Voglio ricordarvi che era il mio primissimo evento WSOP! Solo una settimana prima sognavo di andare a Vegas, sognavo di sedermi al tavolo coi grandi pro ed avevo la folle idea di provare a conquistare un braccialetto. In quel momento, il sogno non era così lontano dal realizzarsi.
Il final table del day3 è stato incredibile. Ho commesso qualche errore che ha sicuramente fatto pensare agli altri giocatori che fossi un novellino. Ma sono comunque arrivato in top 3, ed in terza posizione ho eliminato Padraig Parkinson. Così sono arrivato in HU, con una chip leading di 2-1.
Quando hanno portato il braccialetto al tavolo, tremava ogni parte del mio corpo. Due giorni dopo il mio primo viaggio a Vegas stavo giocando per il braccialetto, ero in HU e con il doppio delle chips del mio avversario. Volevo quel braccialetto più di ogni altra cosa al mondo.

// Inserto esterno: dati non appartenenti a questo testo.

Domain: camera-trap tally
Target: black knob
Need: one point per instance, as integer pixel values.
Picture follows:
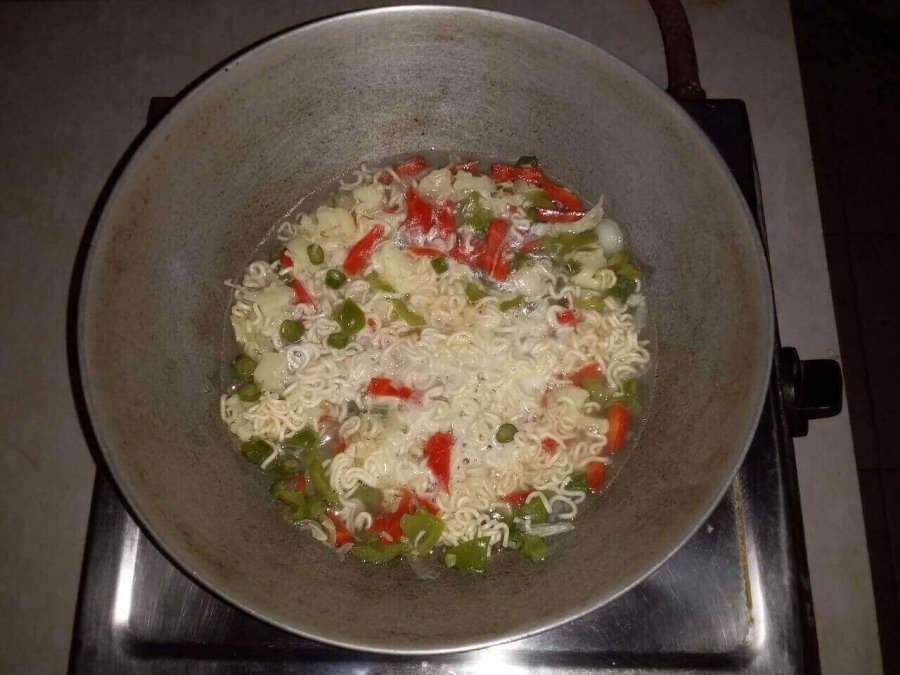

Il mio avversario era un fortissimo giocatore svedese. Ha livellato gli stack, quindi mi ha offerto 100.000$ per il braccialetto. Il primo posto valeva 655.000$, il secondo 333.000. Erano tantissimi soldi, ma ho detto di no immediatamente. Non penso si possa paragonare il braccialetto ai soldi, nemmeno a 100.000$.
E poi ho perso.
Appena finito, ho immediatamente telefonato a mia madre, che mi ha detto quanto tutti fossero orgogliosi del mio secondo posto. Io gli ho risposto: "No, mamma, tu non capisci. Ho perso. Ho perso il braccialetto!" Non m'interessava dei soldi, nemmeno ci pensavo. Nonostante fosse una cifra di quelle che ti cambia la vita, e che mi hanno permesso di diventare un poker pro. Tutto quello a cui pensavo è che il braccialetto mi era letteralmente sfuggito di mano.
Nelle due notti a seguire, sono rimasto sveglio nel letto, guardando il muro, pensando all'infinito alle mani che ho giocato in quel final table. In un field da 2100 persone, è un'occasione rara arrivare in HU e giocare per il braccialetto, partendo in vantaggio di chips.
E' stata una delle più grandi – e peggiori – esperienze della mia carriera.